King was very much influenced by the Christian Realism of Reinhold Niebuhr, since he believed that humanity was in a fallen state due to original sin and that liberal optimism about perfecting the world or creating the Kingdom of God on earth was a false hope. For this reason, he was not a pacifist and supported the United States in World War II and the Cold War, on the basis that the American empire was the lesser of two evils. Realists like George Kennan called him “the father of us all”, while King praised Neibuhr as one of his most important teachers (Patton 1977). As a tough-minded, pragmatic liberal, he strongly condemned Christians who refused to face the great moral, political and economic crises of the 20th Century, and also argued that the morality of the Sermon on the Mount was “not practical in human society” because doing evil was inevitable in a fallen and sinful world (Paulishek 55). King combined the nonviolent methods of Gandhi with the Christian Realism of Niebuhr from the time he began leading the civil rights movement in the Montgomery Bus Boycott of 1955, which led to the desegregation of the city’s buses. He did not resort to violent methods, even when the Ku Klux Klan bombed his house, and refused to carry a gun or hire armed bodyguards for his own protection, despite many threats against his life. King was prepared to give his life for the cause of human rights, and finally did in 1968.
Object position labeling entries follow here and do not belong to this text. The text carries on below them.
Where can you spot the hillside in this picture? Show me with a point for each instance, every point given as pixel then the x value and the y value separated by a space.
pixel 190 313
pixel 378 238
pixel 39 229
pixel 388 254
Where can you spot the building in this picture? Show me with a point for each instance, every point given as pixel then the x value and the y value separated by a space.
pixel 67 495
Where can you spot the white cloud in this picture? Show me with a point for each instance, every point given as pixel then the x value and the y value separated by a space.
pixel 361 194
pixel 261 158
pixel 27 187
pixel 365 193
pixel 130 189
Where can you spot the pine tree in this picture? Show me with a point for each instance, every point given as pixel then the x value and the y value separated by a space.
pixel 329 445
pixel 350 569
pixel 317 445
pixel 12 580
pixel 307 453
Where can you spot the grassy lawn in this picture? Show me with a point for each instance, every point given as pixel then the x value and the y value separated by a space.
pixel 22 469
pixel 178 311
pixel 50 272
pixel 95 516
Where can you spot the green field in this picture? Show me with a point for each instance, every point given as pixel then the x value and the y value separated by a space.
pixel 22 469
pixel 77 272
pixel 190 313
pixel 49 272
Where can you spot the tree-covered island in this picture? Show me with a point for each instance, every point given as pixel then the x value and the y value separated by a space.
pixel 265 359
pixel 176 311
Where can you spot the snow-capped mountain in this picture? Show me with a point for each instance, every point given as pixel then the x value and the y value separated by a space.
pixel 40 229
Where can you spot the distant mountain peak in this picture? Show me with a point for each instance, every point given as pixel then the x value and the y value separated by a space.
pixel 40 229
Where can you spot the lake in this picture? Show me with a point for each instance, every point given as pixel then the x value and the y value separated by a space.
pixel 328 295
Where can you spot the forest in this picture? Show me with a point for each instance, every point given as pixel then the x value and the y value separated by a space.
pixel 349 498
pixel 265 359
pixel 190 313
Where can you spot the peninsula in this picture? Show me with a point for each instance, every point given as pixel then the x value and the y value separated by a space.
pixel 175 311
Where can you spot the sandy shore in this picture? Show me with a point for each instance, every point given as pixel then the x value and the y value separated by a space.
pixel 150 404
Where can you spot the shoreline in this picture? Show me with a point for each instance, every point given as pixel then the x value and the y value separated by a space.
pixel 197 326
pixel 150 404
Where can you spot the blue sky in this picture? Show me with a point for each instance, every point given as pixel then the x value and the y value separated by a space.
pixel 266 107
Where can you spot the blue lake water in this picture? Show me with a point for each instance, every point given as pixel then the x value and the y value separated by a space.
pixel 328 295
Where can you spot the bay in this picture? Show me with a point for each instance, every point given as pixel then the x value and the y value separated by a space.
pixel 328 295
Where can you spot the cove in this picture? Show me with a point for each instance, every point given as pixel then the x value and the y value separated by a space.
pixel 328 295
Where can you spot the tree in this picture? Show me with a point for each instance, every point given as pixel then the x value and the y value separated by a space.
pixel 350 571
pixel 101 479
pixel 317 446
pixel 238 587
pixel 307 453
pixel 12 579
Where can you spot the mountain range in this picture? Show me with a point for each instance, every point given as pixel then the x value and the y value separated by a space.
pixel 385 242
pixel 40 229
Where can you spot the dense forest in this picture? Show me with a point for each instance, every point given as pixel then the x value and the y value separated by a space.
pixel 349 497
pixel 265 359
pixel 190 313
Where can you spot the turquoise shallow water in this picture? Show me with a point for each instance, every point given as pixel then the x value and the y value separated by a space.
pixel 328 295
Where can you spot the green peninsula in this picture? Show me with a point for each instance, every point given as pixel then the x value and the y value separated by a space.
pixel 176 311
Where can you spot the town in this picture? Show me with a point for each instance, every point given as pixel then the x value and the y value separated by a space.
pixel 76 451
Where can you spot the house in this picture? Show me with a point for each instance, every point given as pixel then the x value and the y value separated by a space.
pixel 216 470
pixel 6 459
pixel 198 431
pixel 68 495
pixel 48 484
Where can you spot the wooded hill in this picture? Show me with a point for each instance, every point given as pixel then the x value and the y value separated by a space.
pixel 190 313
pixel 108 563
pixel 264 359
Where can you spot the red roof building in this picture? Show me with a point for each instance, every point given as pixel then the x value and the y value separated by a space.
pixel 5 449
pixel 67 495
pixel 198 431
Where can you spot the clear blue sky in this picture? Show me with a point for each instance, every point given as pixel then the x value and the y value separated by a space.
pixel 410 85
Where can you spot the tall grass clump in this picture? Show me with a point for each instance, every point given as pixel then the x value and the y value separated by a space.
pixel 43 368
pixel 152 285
King and Nonviolence: Birmingham Jail and I Have a Dream
For Niebuhr, if not for King, resorting to violence and participating in wars were necessary evils, and sometimes the methods used might be extreme, like carpet bombing cities or using nuclear weapons on Hiroshima and Nagasaki. As he wrote in Moral Man in Immoral Society, The Nature and Destiny of Man, and The Irony of American History, that Protestant liberalism was too weak and simple in bowing down to modern culture and ideas. The chief heresy in modern society was the same as in all past eras—pride, egoism and the desire to “play God”—and to worship the power of science and technology (Patton 1977). Along with J. William Fulbright, he also warned against the hubris and arrogance of power, and that America was also under God’s judgment like any other nation or empire. Martin Luther King wrote a lot about Niebuhr in graduate school and sought his assistance when preparing his doctoral dissertation. He was also critical of liberalism, especially the “false optimism characteristic of a great segment of Protestant liberalism”, which he considered well-meaning but ineffectual. He came to doubt the natural goodness of humanity, but also described Gandhi’s nonviolent methods as an effective power strategy for blacks in the U.S., given that they were only 10% of the population and could never hope to win through a violent uprising (Niebuhr Stanford.edu). His criticism of the white clergy and the Southern liberals in general is quite clear in his 1963 “Letter from a Birmingham Jail”, which is in fact addressed to the white ministers of that city.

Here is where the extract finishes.